Although a lot of laws dealing with the protection and conservation of our environment and natural resources, its complexities make it impractical for the national government to be the sole role in implementing said laws. With this, a more coordinated and cooperative action from the national and local governments on the enforcement of national laws on environmental protection and conservation of natural resources is needed because poor enforcement of such laws leads to environmental problems primarily affecting the local government. Empowering local governments in enforcing and implementing these laws will make them vigilant thereby reducing and preventing the risks of environmental disasters.

In view of the above, this bill therefore seeks to increase the role of local governments in monitoring the implementation of national laws on environmental protection and conservation of natural resources.

Approval of this bill is earnestly requested.

JUAN MIGUEL F. ZUBIRI

Representative, 3rd District, Bukidnon
Republic of the Philippines

HOUSE OF REPRESENTATIVES

Quezon City

TWELFTH CONGRESS

First Regular Session

HOUSE BILL NO. 234

Introduced by HON. JUAN MIGUEL F. ZUBIRI

AN ACT EMPOWERING LOCAL GOVERNMENT UNITS (LGUs) TO MONITOR THE ENFORCEMENT OF LAWS, RULES AND REGULATIONS ON ENVIRONMENTAL PROTECTION AND CONSERVATION OF NATURAL RESOURCES

Be it enacted by the Senate and House of Representatives of the Philippines in Congress assembled:

Section 1. Title. This Act shall be known as the “Local Initiative on Environmental Protection and Conservation of Natural Resources Act of 2001”.

Section 2. Declaration of Policy. It shall be the policy of the state to promote more effective coordination between the national and local governments.

Section 3. Objective. The objective of this Act shall be to establish coordination between the national laws on environmental protection and conservation of natural resources.
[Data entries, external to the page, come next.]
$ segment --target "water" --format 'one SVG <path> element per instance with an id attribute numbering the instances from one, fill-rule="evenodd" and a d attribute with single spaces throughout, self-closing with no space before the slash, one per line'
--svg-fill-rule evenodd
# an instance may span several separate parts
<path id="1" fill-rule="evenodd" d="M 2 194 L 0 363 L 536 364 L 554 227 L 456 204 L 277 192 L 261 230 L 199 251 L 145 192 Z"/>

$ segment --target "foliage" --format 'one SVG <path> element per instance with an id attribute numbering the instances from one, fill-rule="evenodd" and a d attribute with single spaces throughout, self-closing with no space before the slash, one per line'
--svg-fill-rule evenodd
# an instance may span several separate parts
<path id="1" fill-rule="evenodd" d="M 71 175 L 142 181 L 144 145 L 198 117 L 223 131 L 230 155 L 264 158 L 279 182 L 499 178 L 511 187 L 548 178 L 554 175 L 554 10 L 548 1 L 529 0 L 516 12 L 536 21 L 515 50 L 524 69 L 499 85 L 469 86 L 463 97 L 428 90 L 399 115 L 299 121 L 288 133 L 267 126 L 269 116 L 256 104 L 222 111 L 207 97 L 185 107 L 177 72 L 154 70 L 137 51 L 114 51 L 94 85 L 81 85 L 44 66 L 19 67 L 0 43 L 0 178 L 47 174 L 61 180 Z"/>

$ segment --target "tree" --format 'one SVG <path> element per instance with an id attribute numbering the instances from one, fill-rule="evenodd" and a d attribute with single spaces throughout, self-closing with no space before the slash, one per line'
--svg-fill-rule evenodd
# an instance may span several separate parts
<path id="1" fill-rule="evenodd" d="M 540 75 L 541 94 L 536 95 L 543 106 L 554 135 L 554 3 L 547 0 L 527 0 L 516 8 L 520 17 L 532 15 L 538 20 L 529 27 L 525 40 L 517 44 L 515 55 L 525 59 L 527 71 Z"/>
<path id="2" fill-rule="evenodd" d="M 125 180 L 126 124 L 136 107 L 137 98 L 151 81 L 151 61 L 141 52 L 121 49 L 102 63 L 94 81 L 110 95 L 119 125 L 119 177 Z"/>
Section 4. Coverage. This Act shall involve all governments nationwide and shall cover the implementation of all national laws on environmental protection and conservation of natural resources.

Section 5. Inspection. Local government executives, members of the local sanggunian and duly appointed officials of the local governments shall have ready access to the facilities and areas of operations of processing and manufacturing concerns and concessions of forest, mineral and aquatic resources in their areas of jurisdiction for the purpose of inspecting and determining compliance with existing laws, rules and regulations on environmental protection and conservation of natural resources.

Section 6. Notice of Possible Violations. Local governments, through a resolution of their local sanggunian, shall serve formal notice to the DENR upon discovery of possible violations of national laws on environmental protection and conservation of natural resources by processing or manufacturing concerns or concessionaires of forest, mineral or aquatic resources.

Section 7. Enforcement. In the event of failure by the DENR to act on the formal notice seven days after it has been served, local governments may, by a majority decision of the local sanggunian, exercise police power, and compel compliance from or impose sanctions on concerned parties, as provided for in the relevant national laws, rules or regulations on environmental protection and conservation of natural resources.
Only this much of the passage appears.